0

I've noticed that when you concatenate strings in python, sometimes the id() of the variable does not change, which means the str object changed.

Let me explain:

>>> a = 'a'
>>> id(a)
2844964047152
>>> a+='b'
>>> id(a)
2844971374576
>>> a+='c'
>>> id(a)
2844971374576

At first a is (...152) and concatenating 'b' creating a new 'ab' object (...576) which a will reference. This is the expected behavior.

But then, concatenating 'c' changes the same object ("...576") to 'abc'?
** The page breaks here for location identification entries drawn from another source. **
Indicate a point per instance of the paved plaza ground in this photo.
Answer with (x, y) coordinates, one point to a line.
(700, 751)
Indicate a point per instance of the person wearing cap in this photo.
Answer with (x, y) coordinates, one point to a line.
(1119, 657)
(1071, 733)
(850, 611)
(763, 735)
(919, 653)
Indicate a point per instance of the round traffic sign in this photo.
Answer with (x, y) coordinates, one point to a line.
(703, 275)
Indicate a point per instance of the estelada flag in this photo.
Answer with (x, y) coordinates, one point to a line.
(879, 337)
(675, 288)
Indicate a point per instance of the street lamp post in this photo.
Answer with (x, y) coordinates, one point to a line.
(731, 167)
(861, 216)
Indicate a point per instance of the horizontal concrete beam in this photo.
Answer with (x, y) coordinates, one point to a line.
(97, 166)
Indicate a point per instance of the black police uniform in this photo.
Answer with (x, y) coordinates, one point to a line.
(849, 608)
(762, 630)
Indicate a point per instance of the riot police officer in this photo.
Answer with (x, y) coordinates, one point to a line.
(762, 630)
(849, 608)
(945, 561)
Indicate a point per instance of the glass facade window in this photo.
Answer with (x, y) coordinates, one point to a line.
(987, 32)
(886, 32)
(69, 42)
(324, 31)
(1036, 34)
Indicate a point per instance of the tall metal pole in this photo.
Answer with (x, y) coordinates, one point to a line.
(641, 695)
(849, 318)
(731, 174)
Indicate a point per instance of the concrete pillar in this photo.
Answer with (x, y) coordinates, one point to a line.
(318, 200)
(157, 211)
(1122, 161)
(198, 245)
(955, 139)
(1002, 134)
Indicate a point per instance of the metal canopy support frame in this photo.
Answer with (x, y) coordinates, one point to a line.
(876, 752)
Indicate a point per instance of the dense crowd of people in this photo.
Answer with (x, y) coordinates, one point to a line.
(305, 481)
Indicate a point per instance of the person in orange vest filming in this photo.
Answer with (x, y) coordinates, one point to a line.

I'd much appreciate it if someone could explain this.

Edit:
this question was marked duplicate with Aren't Python strings immutable? Then why does a + " " + b work? although it's completely different

Charles Duffy
  • 280,126
  • 43
  • 390
  • 441
itay zohar
  • 177
  • 10
  • 2
    It's a new object, it just happens to be stored a the same place as the other one. `id`s are just guaranteed to be different for all different objects at a given time, not over time. – Thierry Lathuille Nov 27 '21 at 16:52
  • `id()` doesn’t have to change, and it doesn’t have to not change. TBH I’ve never seen any reason to concern myself with `id()` and it’s behaviour - it’s completely implementation-specific. – DisappointedByUnaccountableMod Nov 27 '21 at 16:53
  • 1
    @ThierryLathuille: It's not actually a new object (depending on how you define "new"); CPython has a special optimization that allows a `str` with no other references to be expanded in place (with `realloc`, which often avoids the need to construct a truly new object) since it doesn't violate *apparent* immutability. The first `+=` doesn't do it because `'a'` is (as an implementation detail) a cached singleton, but the `'ab'` is a unique reference, and `+= 'c'` operates in place. – ShadowRanger Nov 27 '21 at 17:04
  • The ID reffers to the memory address. I'm not sure about the inner works of Python and memory allocation, but I believe it must have something to do with the fact that they can allocate that much information in the same memory address, therefore only changing the object, but not its location on memory. – Luís Henrique Martins Nov 27 '21 at 17:06
  • 2
    The original duplicate was wrong, but this is a proper duplicate of [Does Python += operator make string mutable?](https://stackoverflow.com/q/48173141/364696) (which was also improperly duped to [Aren't Python strings immutable? Then why does a + " " + b work?](https://stackoverflow.com/q/9097994/364696)). – ShadowRanger Nov 27 '21 at 17:06
  • 1
    IDs have to be unique for objects that currently exist. They can be reused. In your code, the original `'a'` and `'ab'` string objects don't exist any more, since they have no names and are collected. So `'abc'` *may*, but *need not*, have the same ID that `'ab'` had. – Karl Knechtel Nov 27 '21 at 17:08
  • 1
    @KarlKnechtel: Technically, under normal circumstances, it would be impossible for this to happen; `a += b` is defined to be equivalent to `a = a.__iadd__(b)` (which becomes `a = a.__add__(b)` for immutable types like `str`), which means the new object constructed by the `__add__` exists just *before* `a` is rebound. CPython has an optimization for this case that recognizes the specific case of `a += b` or `a = a + b` for all `str` operands, and "cheats" to make it clear the destination *before* concatenating, and concatenation then detects the otherwise unreferenced object and mutate it. – ShadowRanger Nov 27 '21 at 17:13
  • I'm a little surprised that this is actually faster on average, given that the text buffer needs to be reallocated anyway, and given the necessary reference-count book-keeping. Interesting, though. – Karl Knechtel Nov 27 '21 at 17:16

0 Answers0